Both the federal government and the states that are challenging the law prefer to see the case decided sooner rather than later.
What do consumers need to know or do?
If you have health insurance through your employer or your spouse’s employer, you probably don’t need to do anything.
The guaranteed issue and community rating provisions still will apply to group insurance plans, even if the court overturns the whole law. Keep an eye on your premiums, which could go up if the court strikes down just the individual mandate. You may have to start paying more for preventive care if the whole law is overturned. The law requires insurers to fully cover preventive care, with no deductibles, co-pays or co-insurance.
If you have bought health insurance on your own, you should pay attention to what the court decides about the community rating and guaranteed issue provisions.
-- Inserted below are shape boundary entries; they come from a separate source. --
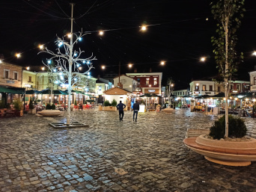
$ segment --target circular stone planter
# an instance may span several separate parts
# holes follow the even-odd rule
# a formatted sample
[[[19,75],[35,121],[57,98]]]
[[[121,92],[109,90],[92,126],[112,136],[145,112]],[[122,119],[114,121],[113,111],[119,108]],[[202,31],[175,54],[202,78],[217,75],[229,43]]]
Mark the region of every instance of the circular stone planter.
[[[206,138],[204,134],[186,138],[186,146],[210,161],[229,165],[247,166],[256,161],[256,140],[228,141]]]
[[[164,111],[165,114],[173,114],[174,112],[175,112],[175,109],[174,109],[174,108],[165,108],[164,110],[162,110],[162,111]]]
[[[40,115],[46,116],[46,117],[54,117],[58,116],[64,113],[64,111],[61,111],[59,110],[43,110],[41,111],[37,112]]]

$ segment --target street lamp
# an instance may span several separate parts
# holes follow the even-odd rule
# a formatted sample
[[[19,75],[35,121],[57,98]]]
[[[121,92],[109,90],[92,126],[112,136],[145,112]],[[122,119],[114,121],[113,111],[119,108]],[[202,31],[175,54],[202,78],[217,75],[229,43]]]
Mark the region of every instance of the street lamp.
[[[200,61],[204,62],[204,61],[206,61],[206,58],[205,57],[202,57],[202,58],[200,58]]]

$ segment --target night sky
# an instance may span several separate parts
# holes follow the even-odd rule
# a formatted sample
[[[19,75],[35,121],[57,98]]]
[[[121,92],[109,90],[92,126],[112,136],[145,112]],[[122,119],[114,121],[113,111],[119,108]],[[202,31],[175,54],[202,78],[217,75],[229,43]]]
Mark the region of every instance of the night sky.
[[[162,72],[162,84],[174,79],[176,88],[186,88],[192,78],[199,79],[218,73],[210,37],[216,34],[216,21],[207,0],[109,0],[0,1],[0,54],[12,64],[21,66],[43,65],[47,55],[37,55],[38,44],[52,50],[56,35],[70,31],[71,6],[74,6],[74,32],[91,31],[79,43],[86,55],[91,53],[93,76],[118,72]],[[237,51],[245,53],[240,65],[238,79],[249,79],[256,57],[256,1],[246,0],[245,17],[239,30]],[[207,19],[208,18],[208,19]],[[144,32],[143,24],[149,25]],[[107,30],[103,36],[99,30]],[[21,52],[17,59],[15,53]],[[200,62],[202,56],[208,57]],[[165,66],[159,64],[165,61]],[[133,64],[132,69],[127,64]],[[100,66],[106,66],[103,72]]]

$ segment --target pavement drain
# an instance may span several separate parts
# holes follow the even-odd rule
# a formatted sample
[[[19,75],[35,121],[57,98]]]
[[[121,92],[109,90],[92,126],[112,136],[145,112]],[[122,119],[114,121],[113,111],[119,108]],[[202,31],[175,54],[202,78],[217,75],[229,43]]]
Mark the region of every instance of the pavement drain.
[[[52,149],[52,152],[54,153],[65,153],[65,152],[70,152],[70,149],[69,147],[61,147],[61,148]]]

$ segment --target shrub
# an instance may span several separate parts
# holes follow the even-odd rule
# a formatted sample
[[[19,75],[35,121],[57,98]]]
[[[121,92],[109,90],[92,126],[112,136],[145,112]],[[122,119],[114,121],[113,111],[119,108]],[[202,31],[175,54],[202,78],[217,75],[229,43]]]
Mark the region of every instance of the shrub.
[[[214,125],[210,128],[209,135],[213,139],[224,138],[225,120],[225,116],[219,120],[215,121]],[[228,137],[240,138],[246,136],[247,128],[245,122],[240,118],[235,118],[231,115],[228,116]]]
[[[107,107],[107,106],[111,106],[111,104],[109,103],[109,102],[108,100],[106,100],[104,102],[104,106]]]
[[[30,101],[29,101],[28,108],[29,108],[29,109],[34,109],[34,105],[33,105],[32,99],[30,99]]]
[[[53,109],[53,110],[56,109],[56,106],[55,104],[52,105],[52,109]]]
[[[112,103],[111,103],[111,105],[113,106],[113,107],[115,107],[115,106],[117,106],[117,105],[118,105],[118,102],[117,102],[117,101],[114,99],[113,101],[112,101]]]
[[[51,105],[51,104],[47,103],[47,105],[46,105],[46,110],[50,110],[50,109],[52,109],[52,105]]]

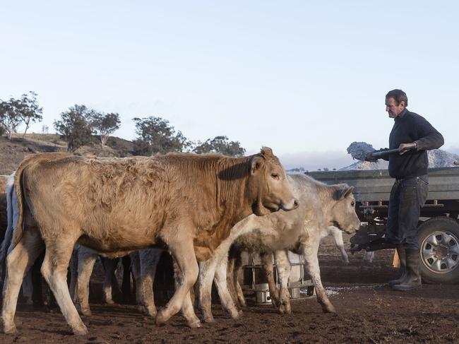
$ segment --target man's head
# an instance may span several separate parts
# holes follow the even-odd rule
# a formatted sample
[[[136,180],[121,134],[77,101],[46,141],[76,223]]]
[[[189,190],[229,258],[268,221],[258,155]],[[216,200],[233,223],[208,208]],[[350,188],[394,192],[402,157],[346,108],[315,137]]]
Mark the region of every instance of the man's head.
[[[386,95],[386,111],[389,117],[395,118],[408,106],[408,97],[402,90],[392,90]]]

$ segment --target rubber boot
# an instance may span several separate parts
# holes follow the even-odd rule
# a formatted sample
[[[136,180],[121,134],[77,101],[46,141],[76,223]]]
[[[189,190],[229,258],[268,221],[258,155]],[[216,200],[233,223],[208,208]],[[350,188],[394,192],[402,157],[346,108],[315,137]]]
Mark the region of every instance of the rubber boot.
[[[398,254],[398,259],[400,259],[400,268],[402,275],[396,280],[389,281],[389,285],[391,287],[393,287],[398,284],[402,284],[407,279],[407,258],[405,249],[403,246],[399,245],[397,247],[397,254]]]
[[[406,249],[407,279],[401,284],[392,287],[394,290],[405,292],[412,290],[422,286],[419,275],[419,249]]]

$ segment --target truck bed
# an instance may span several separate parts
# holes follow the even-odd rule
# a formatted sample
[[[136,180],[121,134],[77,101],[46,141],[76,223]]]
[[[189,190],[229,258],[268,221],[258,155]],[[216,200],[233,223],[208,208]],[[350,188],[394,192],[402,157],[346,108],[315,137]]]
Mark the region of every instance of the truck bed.
[[[346,183],[354,186],[356,201],[387,202],[394,179],[386,170],[352,170],[347,171],[316,171],[306,174],[323,183]],[[429,170],[427,201],[459,201],[459,167]]]

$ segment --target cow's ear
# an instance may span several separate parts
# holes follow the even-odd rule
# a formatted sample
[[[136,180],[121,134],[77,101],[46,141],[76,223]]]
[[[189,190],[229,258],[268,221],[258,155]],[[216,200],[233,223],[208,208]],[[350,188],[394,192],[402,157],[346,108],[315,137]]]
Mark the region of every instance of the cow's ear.
[[[351,192],[352,192],[353,190],[354,186],[348,186],[347,185],[345,185],[345,187],[340,191],[340,196],[338,197],[338,199],[340,201],[345,199],[346,197],[351,194]]]
[[[261,156],[256,156],[252,158],[250,167],[250,174],[252,175],[254,174],[255,172],[261,167],[264,162],[264,159]]]
[[[263,147],[260,153],[261,153],[261,156],[265,158],[274,157],[274,154],[273,154],[273,150],[269,147]]]

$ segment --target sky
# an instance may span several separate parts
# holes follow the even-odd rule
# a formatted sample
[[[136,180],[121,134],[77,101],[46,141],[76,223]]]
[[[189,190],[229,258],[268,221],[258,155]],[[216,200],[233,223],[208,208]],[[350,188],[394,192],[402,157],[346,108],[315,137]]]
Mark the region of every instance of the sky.
[[[459,153],[459,1],[1,1],[0,99],[33,90],[42,125],[75,104],[225,135],[287,168],[339,168],[387,147],[385,95]],[[19,129],[20,131],[20,128]]]

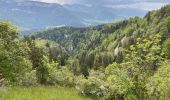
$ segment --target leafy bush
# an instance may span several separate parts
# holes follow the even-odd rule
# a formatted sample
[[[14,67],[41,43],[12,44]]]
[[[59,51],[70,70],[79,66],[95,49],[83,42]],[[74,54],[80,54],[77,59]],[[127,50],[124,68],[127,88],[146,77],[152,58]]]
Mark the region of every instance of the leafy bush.
[[[170,59],[170,38],[163,43],[162,53],[164,53],[167,59]]]
[[[170,63],[165,62],[149,78],[146,85],[150,100],[169,100],[170,98]]]
[[[75,76],[65,66],[61,68],[53,68],[50,72],[48,82],[51,85],[73,87],[75,86]]]
[[[76,88],[86,96],[104,97],[108,94],[108,84],[104,82],[104,77],[104,73],[91,71],[88,79],[81,77],[77,80]]]

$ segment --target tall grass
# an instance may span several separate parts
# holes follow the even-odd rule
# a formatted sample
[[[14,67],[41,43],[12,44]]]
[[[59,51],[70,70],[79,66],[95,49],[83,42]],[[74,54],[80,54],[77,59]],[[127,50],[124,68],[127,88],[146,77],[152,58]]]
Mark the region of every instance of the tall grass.
[[[62,87],[14,87],[0,90],[0,100],[91,100],[80,96],[73,88]]]

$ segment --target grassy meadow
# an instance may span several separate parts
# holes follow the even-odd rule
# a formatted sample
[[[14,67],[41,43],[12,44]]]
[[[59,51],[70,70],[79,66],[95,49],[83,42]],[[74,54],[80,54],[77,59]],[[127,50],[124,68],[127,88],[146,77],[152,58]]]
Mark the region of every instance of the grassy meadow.
[[[0,100],[91,100],[79,95],[73,88],[14,87],[0,90]]]

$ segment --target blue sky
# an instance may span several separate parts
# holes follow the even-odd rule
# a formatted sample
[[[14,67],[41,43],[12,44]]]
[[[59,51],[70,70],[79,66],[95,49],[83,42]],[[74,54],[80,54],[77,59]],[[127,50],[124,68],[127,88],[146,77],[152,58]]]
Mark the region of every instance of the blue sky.
[[[84,5],[98,5],[113,8],[138,8],[142,10],[159,9],[166,4],[170,4],[170,0],[16,0],[16,1],[39,1],[45,3],[64,4],[84,4]]]
[[[131,7],[144,10],[159,9],[162,6],[169,4],[170,0],[32,0],[46,3],[58,4],[86,4],[100,5],[108,7]]]

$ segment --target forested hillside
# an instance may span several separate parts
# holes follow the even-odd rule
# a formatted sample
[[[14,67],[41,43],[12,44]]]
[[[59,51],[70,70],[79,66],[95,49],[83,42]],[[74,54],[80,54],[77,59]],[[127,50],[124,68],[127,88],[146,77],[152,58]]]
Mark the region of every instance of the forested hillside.
[[[170,5],[144,18],[24,38],[0,22],[0,33],[0,86],[74,87],[97,100],[170,99]]]
[[[52,40],[66,49],[80,65],[100,69],[113,61],[123,60],[123,49],[135,44],[138,38],[161,36],[161,44],[169,38],[170,7],[149,12],[144,18],[130,18],[116,23],[90,28],[62,27],[38,32],[35,37]],[[81,61],[83,60],[83,61]]]

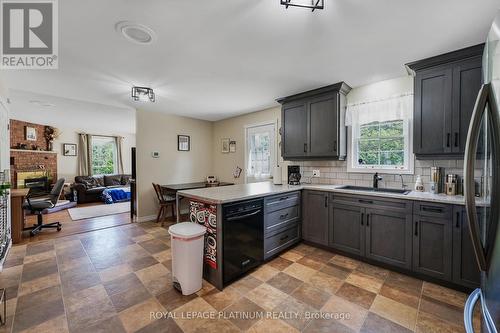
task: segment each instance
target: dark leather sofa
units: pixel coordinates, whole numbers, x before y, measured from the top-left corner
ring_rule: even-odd
[[[73,184],[78,203],[102,201],[106,188],[130,185],[131,175],[77,176]]]

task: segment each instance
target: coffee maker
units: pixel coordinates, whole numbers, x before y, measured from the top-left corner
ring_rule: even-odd
[[[288,166],[288,185],[300,185],[300,166],[289,165]]]

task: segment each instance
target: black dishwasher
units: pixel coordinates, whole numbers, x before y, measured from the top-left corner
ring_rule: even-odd
[[[223,206],[224,284],[264,260],[264,214],[262,200]]]

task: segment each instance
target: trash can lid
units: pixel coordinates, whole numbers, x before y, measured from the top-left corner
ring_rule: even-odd
[[[168,228],[168,233],[179,238],[193,238],[204,235],[207,231],[202,225],[193,222],[173,224]]]

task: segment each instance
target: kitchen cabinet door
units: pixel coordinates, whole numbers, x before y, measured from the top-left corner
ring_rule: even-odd
[[[365,213],[366,257],[411,269],[412,215],[371,208]]]
[[[311,157],[338,157],[338,94],[328,94],[309,101]],[[342,125],[343,126],[343,125]]]
[[[304,191],[302,238],[328,245],[328,193]]]
[[[481,274],[469,235],[465,207],[455,206],[453,218],[453,282],[469,288],[477,288]],[[478,220],[482,222],[480,217]]]
[[[451,96],[451,66],[417,72],[413,119],[415,154],[439,155],[452,152]]]
[[[415,215],[413,229],[413,270],[450,281],[452,221]]]
[[[307,102],[299,100],[284,104],[281,116],[283,158],[307,156],[309,152]]]
[[[482,83],[482,58],[471,58],[453,66],[453,153],[463,154],[467,132]]]
[[[331,203],[329,222],[330,247],[358,256],[365,254],[365,209]]]

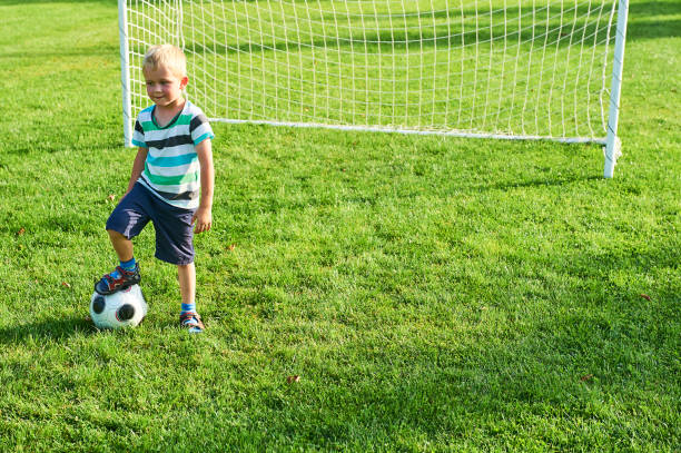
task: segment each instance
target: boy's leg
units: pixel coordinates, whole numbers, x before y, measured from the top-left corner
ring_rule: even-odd
[[[194,263],[177,266],[177,278],[180,284],[182,305],[195,306],[196,297],[196,268]]]
[[[95,290],[102,295],[116,293],[140,282],[139,265],[132,256],[132,240],[114,229],[107,229],[120,265],[95,284]]]
[[[118,255],[120,262],[129,262],[132,259],[132,240],[128,239],[120,233],[114,229],[107,229],[111,245]]]
[[[182,297],[180,325],[189,328],[189,333],[198,334],[206,328],[196,311],[196,267],[194,263],[177,266],[177,278]]]

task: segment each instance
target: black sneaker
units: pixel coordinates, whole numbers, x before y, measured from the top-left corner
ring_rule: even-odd
[[[115,273],[118,273],[118,278],[112,276]],[[139,275],[139,264],[135,263],[135,268],[132,270],[126,270],[122,267],[117,266],[116,270],[105,275],[99,282],[97,282],[95,285],[95,290],[102,296],[108,296],[117,290],[137,285],[140,280],[141,276]]]

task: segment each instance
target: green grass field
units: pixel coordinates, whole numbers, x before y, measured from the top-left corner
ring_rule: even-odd
[[[147,319],[87,319],[135,156],[116,2],[0,18],[0,451],[681,450],[678,0],[630,7],[611,180],[596,146],[215,125],[199,337],[151,227]]]

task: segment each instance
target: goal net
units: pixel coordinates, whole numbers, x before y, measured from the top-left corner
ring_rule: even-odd
[[[211,120],[615,144],[626,4],[119,0],[126,128],[168,42]]]

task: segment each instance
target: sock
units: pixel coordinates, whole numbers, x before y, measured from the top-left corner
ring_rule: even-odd
[[[129,262],[120,262],[120,267],[126,270],[135,270],[135,257],[132,257],[132,259]]]
[[[182,304],[180,314],[184,315],[187,312],[196,313],[196,304]]]
[[[135,269],[135,257],[132,257],[132,259],[130,259],[129,262],[120,262],[120,267],[122,267],[126,270]],[[115,269],[111,273],[111,277],[112,278],[120,278],[120,273],[118,272],[118,269]]]
[[[182,304],[182,308],[181,308],[180,315],[184,315],[187,312],[196,313],[196,304]],[[185,326],[191,326],[189,328],[189,332],[191,332],[191,333],[201,332],[200,328],[196,327],[197,325],[198,325],[198,323],[196,321],[194,321],[194,319],[187,321],[185,323]]]

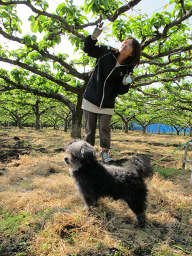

If the court overturns those two provisions, then it may be wise to call your insurer to ask whether it plans to change anything in your coverage as a result of the court’s decision, and find out whether your state has laws protecting patients who have pre-existing conditions.
Overturning the whole law could mean that providers of individual insurance plans once again could deny coverage for pre-existing conditions, drop coverage if they find a technical error in a patient’s application, place annual and lifetime limits on coverage, and charge people much higher prices if they’re older or sicker than average. All of those are practices that the law bans.